After being somewhat skeptical we’d have an inquiry into the Grenfell Tower fire my hopes were raised slightly when I heard news reports of people discussing how the fire spread. Alas, I’m now back to where I started:
Firefighters have strongly denied claims by a lawyer for some of the Grenfell Tower survivors that the way they responded to the blaze was affected by racism.
At the public inquiry into the disaster, counsel for the Fire Officers Association (FOA), the Fire Brigades Union (FBU) and London fire brigade rubbished the allegation from Imran Khan that there was “unconscious or some conscious racism” in the way firefighters responded to the blaze in the tower, which was home to a diverse community of people from all over the world as well as the UK.

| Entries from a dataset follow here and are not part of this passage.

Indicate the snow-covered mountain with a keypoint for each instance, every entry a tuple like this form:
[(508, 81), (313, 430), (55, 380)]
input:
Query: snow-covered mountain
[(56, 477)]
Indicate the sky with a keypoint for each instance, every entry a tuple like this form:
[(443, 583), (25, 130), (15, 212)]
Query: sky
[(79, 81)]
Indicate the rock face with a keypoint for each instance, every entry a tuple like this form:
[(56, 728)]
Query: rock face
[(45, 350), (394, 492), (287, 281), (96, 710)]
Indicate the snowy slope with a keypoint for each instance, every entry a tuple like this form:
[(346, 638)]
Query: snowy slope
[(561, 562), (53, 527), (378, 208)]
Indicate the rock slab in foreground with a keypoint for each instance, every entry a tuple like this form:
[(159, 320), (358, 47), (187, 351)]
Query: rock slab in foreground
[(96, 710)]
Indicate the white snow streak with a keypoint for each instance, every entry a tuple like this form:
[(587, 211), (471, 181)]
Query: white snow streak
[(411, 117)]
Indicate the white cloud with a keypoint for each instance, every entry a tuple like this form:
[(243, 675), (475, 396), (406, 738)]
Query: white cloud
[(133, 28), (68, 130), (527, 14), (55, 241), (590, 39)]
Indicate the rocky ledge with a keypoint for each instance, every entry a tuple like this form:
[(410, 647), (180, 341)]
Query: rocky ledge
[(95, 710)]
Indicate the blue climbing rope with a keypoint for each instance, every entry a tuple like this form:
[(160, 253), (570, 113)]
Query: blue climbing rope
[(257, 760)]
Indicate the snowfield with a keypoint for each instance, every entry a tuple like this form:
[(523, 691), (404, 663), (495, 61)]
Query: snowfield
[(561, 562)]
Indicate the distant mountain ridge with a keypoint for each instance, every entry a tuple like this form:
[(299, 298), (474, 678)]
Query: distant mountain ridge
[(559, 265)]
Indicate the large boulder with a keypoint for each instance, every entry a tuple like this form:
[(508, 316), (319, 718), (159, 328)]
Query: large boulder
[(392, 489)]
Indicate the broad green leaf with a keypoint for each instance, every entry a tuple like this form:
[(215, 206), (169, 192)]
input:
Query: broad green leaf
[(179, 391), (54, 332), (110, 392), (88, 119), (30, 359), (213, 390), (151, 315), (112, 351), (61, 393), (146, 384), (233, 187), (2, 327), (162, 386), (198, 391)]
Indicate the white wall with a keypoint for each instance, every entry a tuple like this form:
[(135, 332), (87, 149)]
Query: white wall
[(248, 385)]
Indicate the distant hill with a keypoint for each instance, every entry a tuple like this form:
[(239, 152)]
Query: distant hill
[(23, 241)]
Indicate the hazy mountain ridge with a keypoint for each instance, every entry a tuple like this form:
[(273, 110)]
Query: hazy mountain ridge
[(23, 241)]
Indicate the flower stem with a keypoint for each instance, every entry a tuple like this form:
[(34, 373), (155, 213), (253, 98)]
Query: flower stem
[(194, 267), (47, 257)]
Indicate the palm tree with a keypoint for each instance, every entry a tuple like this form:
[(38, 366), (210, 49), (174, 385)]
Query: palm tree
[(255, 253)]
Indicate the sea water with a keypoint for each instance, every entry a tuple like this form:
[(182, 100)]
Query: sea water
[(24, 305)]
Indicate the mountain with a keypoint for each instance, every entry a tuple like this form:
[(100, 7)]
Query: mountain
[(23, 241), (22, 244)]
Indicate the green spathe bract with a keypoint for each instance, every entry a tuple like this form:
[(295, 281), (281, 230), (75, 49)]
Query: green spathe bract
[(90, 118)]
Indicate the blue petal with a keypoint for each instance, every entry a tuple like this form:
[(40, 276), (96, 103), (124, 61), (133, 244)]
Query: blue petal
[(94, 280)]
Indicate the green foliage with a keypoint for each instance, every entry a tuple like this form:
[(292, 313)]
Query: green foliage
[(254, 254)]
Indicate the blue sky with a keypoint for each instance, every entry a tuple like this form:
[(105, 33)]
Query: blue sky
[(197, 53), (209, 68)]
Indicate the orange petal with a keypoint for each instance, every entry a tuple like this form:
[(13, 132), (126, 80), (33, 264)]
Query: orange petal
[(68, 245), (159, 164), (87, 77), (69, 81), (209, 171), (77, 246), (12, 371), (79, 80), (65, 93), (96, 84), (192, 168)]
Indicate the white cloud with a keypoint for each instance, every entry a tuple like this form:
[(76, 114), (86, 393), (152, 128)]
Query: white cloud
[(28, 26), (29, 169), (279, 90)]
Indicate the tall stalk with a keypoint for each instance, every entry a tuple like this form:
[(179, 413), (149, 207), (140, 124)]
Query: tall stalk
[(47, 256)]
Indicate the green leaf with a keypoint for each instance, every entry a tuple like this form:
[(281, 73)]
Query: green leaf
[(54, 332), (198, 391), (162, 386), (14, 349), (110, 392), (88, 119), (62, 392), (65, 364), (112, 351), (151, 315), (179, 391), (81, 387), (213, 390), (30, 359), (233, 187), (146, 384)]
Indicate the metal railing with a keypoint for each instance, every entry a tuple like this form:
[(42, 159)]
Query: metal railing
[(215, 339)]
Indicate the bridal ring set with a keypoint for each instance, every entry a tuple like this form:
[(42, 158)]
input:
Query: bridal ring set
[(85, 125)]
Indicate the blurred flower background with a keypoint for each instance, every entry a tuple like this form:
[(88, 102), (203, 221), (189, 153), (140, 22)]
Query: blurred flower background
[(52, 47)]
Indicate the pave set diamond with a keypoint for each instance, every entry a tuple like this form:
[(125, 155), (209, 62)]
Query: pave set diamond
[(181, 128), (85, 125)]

On Tuesday, Khan, representing 27 bereaved survivors and residents, said: “The use of … stereotypes, including in one instance referring to someone as ‘foreign’, in the statement of the firefighters on the face of it suggests unconscious or some conscious racism.
I am doubtful that, when the adults were in charge, race-hustling lawyers were permitted to burden such inquiries with empty charges of “unconscious racism” on the part of rescuers. But those times are long gone, in more ways than one:
The inquiry also heard that firefighters were not trained in dealing with the way the blaze spread and there was no procedure for an emergency evacuation
The FBU said the evidence so far suggested firefighters had received no training in tackling a cladding fire, no training to spot breaches of compartmentation or to effect an emergency evacuation of a high-rise residential building.
I bet they’d collectively clocked hundreds of hours of diversity training though.
(Incidentally, Imran Khan is the lawyer who represented Stephen Lawrence’s family during the MacPherson enquiry.)